Me tumbó, me magreó con aceites todo lo que le vino en gana [yo me sentía estupendamente] y, para que me sintiera cómodo, que me conoce mucho, me puso un cenicero en una silla, me encendió un cigarrito [al ser domingo y estar solos en el local, hizo conmigo esa excepción fumera] y me sacó una Pepsi fría con pajita para que fuera sorbiendo mientras él se hacía a golpes y blupblupses con la zona contracturada [aquello merecía una foto para recordar la ocasión]. Cuando terminó, me puso un parche color carne siguiendo la línea de mi columna y me escribió en él una dedicatoria [debo ser el único ser de la Tierra con un parche de espalda dedicado por el gran Joselín]. El caso es que cuando me levanté de la camilla, después de una hora larga de masaje [mi colega sudó de tanta fuerza puesta en el asunto], podía caminar derecho con solo una leve sombra del dolor que me llevaba comiendo en el lomillo desde que me levanté de la cama.
Lo mejor de todo, sin darle muchas vueltas, es que sé que tengo amigos estupendos que me quieren un montón y que piensan en mí hasta el punto de venir a buscarme a mi estudio en día festivo para darle solución a estos dolorcillos cabrones que me pinchan, amigos que no miden más que en clave de afecto, amigos a los que debo corresponder siempre porque se lo merecen.

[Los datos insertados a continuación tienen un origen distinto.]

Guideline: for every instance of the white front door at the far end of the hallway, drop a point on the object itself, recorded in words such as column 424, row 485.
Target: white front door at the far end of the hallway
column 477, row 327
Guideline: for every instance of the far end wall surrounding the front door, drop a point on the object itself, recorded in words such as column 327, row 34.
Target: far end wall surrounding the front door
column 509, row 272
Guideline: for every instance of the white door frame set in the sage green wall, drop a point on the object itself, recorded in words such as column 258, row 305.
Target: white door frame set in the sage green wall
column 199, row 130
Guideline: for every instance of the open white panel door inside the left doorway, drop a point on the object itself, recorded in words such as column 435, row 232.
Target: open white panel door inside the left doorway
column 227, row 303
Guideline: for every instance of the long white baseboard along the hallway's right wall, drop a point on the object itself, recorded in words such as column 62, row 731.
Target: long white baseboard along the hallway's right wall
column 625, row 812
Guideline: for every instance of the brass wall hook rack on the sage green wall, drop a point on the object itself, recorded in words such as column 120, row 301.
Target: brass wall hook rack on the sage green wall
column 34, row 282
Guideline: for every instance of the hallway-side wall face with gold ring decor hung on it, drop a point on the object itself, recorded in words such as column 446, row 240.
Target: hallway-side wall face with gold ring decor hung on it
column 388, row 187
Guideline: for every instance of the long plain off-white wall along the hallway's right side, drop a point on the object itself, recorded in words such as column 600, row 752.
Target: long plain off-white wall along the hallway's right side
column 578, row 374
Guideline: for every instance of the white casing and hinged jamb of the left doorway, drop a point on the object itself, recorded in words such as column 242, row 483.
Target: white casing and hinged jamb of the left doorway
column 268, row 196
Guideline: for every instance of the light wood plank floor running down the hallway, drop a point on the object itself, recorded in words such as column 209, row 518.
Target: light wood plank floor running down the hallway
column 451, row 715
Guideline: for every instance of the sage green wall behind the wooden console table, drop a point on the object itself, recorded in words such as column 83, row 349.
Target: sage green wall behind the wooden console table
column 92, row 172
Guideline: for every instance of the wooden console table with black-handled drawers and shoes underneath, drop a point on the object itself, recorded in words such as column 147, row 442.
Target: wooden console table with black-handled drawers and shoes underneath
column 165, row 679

El resumen es que me reí mucho mientras me masajeaba Joselín [le recriminé no haberse traído el slip de leopardo para celebrar tal evento masajero] y charlamos del mundo y sus zoroladas fumando un cigarrito y bebiendo un resfresquín... y que quedé renuevo hasta que vuelva a ponerme reviejino.
Mil gracias, amigo Joselín... eres un colega de los grandes.